Manisa, Türkiye'nin batısında, tarih kokan bir şehir olarak bilinir. Osmanlı döneminde önemli bir şehzade sancağı olarak görev yapmış, tarımsal bereketi ve ticari önemiyle her zaman dikkat çekmiştir. Peki, Manisa hangi ilden ayrıldı?
Anadolu Beylerbeyliği’nde Sancaklar
Osmanlı Devleti'nin idari yapılanmasında Anadolu ve Rumeli olmak üzere iki büyük Beylerbeyliği bulunuyordu. Anadolu Beylerbeyliği, Osmanlı'nın Anadolu'daki idari merkeziydi ve çeşitli sancaklara (bölgesel idari birimlere) ayrılmıştı.
II. Mehmet döneminde Anadolu Beylerbeyliği'nin merkezi Ankara iken, daha sonra II. Mehmet tarafından Kütahya'ya nakledildi. Bu beylerbeyliğe bağlı sancaklar ise Aydın, Saruhan, Menteşe, Bursa, Kastamonu, Muğla, Bolu, Ankara, Çankırı, Afyon, Antalya, Isparta, Sultanönü ve Balıkesir gibi önemli bölgeleri kapsıyordu.

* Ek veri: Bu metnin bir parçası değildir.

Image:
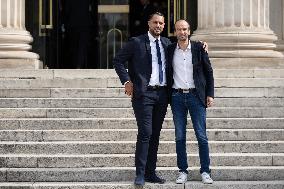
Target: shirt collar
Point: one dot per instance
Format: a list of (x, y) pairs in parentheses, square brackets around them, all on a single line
[(151, 38), (187, 48)]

Bu idari yapılanma, Osmanlı İmparatorluğu'nun genişlemesinde ve yönetiminde önemli bir rol oynamıştır.
Manisa Hangi İlden Ayrıldı?
1410 yılında Çelebi Mehmet tarafından sancak yapılan Manisa, tarih boyunca farklı idari yapılar altında varlığını sürdürmüştür. Osmanlı İmparatorluğu'nda bir süre Aydın'a bağlı kalan Manisa, 1922 yılında Saruhan Sancağı adıyla Aydın vilayetinden ayrılarak bağımsız bir sancak haline getirilmiştir.
Biraz detaya inmek gerekirse Manisa, 1410'da Çelebi Mehmet tarafından sancak yapıldı. Belen, Emlak, Palamut, Yengi, Yund dağı bu sancağa bağlandı. Bu teşkilat 1811 yılına kadar devam etti. 1811'de Manisai Aydın Sancağı'na bağlandı. 1845'de vilayet haline dönüştürüldü. 1847'de tekrar Aydın’a bağlandı.
Şehrin 1410-1595 yılları arasında şehzade sancağı olma imtiyazı, padişahlığa aday şehzadelerin görevlendirildiği ikinci bir başkent olması, bereketli topraklara sahip oluşu, ticaret merkezlerine yakınlığı gibi stratejik nedenler Manisa’yı hep ön plana çıkarmıştır.
Bugün, Manisa Türkiye'nin önemli sanayi merkezlerinden biri olarak konumunu korurken, geçmişinden aldığı güçle geleceğe yönelik umutları da yeşertmektedir. Manisa'nın geçmişten günümüze uzanan bu tarihi serüveni, Anadolu'nun kalbindeki stratejik konumu ve kültürel mirasıyla birlikte, gelecek nesillere de ilham olmaya devam edecektir.